Exploring Bacterial Chromosomes in Synthetic 2D Compartments
Journal: Nature Communications
Author: Greiss, F., Daube, S.S., Noireaux, V. et al., Israel / USA
This study demonstrates the transplantation of intact E. coli chromosomes into 2D microfluidic compartments, allowing controlled probing of chromosome conformation, DNA-bound proteins, and cell-free gene expression. The authors show that native proteins organize chromosomes into compact “blob-like” structures, and transcription influences their compaction, revealing genome-scale dynamics in a cell-free environment. This platform provides a foundation for studying DNA transactions and advancing the design of synthetic cells.
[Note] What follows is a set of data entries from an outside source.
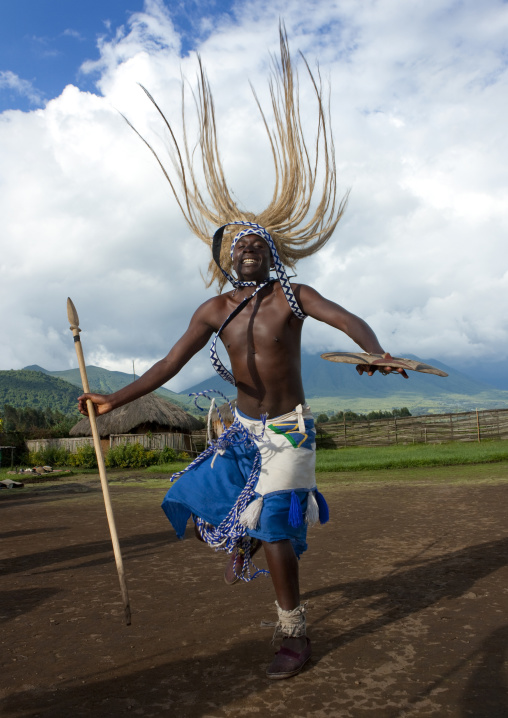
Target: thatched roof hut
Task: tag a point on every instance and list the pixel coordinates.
(149, 413)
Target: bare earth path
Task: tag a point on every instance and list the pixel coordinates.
(407, 591)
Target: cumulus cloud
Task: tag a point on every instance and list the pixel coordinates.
(418, 103)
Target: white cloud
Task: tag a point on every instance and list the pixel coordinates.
(419, 97)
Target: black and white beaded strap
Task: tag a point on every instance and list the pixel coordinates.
(251, 228)
(214, 357)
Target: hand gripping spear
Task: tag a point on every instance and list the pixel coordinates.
(74, 322)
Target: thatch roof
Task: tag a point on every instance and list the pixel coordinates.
(150, 412)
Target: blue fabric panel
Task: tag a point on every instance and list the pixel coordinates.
(274, 520)
(210, 493)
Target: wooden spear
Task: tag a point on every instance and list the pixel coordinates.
(74, 322)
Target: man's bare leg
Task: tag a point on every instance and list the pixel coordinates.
(283, 566)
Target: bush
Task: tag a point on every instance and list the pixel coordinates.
(84, 457)
(167, 456)
(131, 456)
(51, 456)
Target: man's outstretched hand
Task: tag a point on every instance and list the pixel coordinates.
(101, 403)
(371, 369)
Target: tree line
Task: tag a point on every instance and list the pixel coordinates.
(34, 423)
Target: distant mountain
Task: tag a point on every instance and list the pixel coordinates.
(21, 388)
(331, 386)
(104, 381)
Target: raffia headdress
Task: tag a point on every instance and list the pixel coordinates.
(297, 231)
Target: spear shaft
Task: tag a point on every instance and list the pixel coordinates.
(74, 322)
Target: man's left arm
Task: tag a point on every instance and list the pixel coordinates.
(316, 306)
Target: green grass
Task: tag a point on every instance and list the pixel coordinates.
(171, 468)
(473, 474)
(408, 456)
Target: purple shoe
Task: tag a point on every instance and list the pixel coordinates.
(287, 662)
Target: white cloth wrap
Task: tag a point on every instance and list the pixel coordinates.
(283, 467)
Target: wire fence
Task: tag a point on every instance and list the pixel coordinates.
(428, 429)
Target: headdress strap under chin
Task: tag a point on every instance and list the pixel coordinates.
(282, 277)
(253, 228)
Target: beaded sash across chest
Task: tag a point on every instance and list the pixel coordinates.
(251, 228)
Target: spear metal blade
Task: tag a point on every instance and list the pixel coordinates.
(72, 314)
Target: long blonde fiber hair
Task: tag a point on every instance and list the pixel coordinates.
(296, 231)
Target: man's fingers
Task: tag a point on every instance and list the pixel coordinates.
(384, 370)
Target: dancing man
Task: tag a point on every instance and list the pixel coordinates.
(255, 486)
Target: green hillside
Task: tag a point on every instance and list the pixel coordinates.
(104, 381)
(332, 387)
(21, 388)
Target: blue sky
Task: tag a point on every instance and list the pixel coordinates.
(43, 43)
(419, 100)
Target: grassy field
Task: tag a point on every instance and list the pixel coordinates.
(409, 456)
(424, 404)
(391, 463)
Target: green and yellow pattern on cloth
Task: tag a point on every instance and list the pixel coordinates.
(292, 431)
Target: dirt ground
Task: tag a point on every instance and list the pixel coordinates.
(407, 591)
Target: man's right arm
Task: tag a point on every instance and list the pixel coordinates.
(195, 338)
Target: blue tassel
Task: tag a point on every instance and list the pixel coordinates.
(295, 518)
(324, 513)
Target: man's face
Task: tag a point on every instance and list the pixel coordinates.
(252, 258)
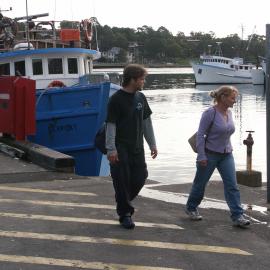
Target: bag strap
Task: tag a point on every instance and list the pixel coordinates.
(211, 124)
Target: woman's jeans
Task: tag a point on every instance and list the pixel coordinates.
(226, 167)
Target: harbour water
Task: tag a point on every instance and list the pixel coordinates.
(177, 105)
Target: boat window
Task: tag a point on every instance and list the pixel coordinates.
(55, 66)
(19, 68)
(4, 69)
(37, 67)
(72, 66)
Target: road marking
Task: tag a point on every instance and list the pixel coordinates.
(46, 191)
(125, 242)
(58, 203)
(75, 263)
(86, 220)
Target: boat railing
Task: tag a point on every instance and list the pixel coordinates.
(46, 34)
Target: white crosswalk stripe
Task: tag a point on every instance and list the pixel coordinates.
(35, 190)
(124, 242)
(60, 204)
(75, 263)
(86, 220)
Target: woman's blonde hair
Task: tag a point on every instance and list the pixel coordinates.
(224, 90)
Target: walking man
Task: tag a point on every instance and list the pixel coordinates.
(128, 122)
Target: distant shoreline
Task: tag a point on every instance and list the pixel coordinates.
(121, 65)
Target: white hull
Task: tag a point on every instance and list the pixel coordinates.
(257, 76)
(205, 74)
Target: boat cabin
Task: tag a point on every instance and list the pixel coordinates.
(49, 64)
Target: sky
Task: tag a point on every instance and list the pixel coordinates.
(225, 17)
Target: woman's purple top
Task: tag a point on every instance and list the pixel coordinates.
(218, 139)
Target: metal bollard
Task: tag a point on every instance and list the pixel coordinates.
(249, 177)
(249, 142)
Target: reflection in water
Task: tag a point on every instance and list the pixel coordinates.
(176, 115)
(177, 105)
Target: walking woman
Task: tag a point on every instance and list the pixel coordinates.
(215, 151)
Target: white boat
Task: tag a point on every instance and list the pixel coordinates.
(258, 75)
(217, 69)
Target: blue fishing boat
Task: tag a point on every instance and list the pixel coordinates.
(71, 99)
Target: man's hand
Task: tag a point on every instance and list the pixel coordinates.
(113, 157)
(154, 153)
(203, 163)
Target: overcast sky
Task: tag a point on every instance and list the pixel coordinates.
(222, 17)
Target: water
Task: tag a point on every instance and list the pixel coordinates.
(177, 105)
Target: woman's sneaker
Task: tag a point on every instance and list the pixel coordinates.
(193, 215)
(241, 222)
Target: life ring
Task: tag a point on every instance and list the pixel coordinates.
(87, 29)
(56, 84)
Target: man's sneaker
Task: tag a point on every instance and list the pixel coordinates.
(193, 215)
(127, 222)
(241, 222)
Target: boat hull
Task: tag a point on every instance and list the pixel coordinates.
(206, 74)
(67, 120)
(257, 76)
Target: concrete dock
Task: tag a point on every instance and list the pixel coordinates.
(58, 220)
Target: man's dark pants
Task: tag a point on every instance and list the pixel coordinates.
(129, 175)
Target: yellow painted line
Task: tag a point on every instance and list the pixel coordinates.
(124, 242)
(46, 191)
(75, 263)
(58, 203)
(86, 220)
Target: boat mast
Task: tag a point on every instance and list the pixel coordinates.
(27, 26)
(218, 51)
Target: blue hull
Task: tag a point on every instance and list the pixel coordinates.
(67, 121)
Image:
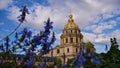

HBsAg-Tagged Tumour Vaccine Harnesses Virus-Specific Memory T Cells to Eliminate Solid Tumours
Journal: Nature Biomedical Engineering
Author: Wang, W., Chu, Y., Zhao, L. et al., China
Researchers from China introduce H-TVAC, a tumour vaccine system that tags cancer cells with hepatitis B surface antigen (HBsAg) to engage pre-existing HBsAg-specific memory T cells. The approach not only directly lyses tagged tumour cells but also triggers broader tumour-specific immunity via epitope spreading, effectively eliminating heterogeneous solid tumours in multiple preclinical mouse models. H-TVAC shows improved survival, reduced metastasis, and decreased tumour recurrence.
ProKAS: Multiplexed Proteomic Sensors for Spatial Kinase Signaling
Journal: Nature Communications
Author: Comstock, W.J., Navarro, M.V.A.S., Maybee, D.V. et al., USA / Brazil
This study presents ProKAS, a proteomic sensor system that uses barcoded peptide arrays to quantitatively and spatially monitor kinase activity in cells via mass spectrometry. ProKAS enables simultaneous analysis of multiple kinases, such as ATR, ATM, and CHK1, revealing distinct signaling responses across cellular compartments and under genotoxic stress. The platform provides a versatile tool for dissecting complex kinase networks and designing targeted substrates for other kinases.
OrganoidChip+: Integrated Microfluidic Platform for Culturing and Imaging Adult Stem Cell-Derived Organoids
Journal: Scientific Reports
Author: Moshksayan, K., Khanna, R., Camli, B. et al., USA
A study published in Scientific Reports introduces OrganoidChip+, a microfluidic platform that combines culturing, staining, and high-content imaging of adult stem cell-derived organoids in a single device. The system enables high-resolution tracking of growth, viability, redox state, and detailed confocal imaging, outperforming traditional Matrigel cultures in growth and imaging consistency. OrganoidChip+ provides a scalable, cost-effective tool for organoid research, drug screening, and disease modeling.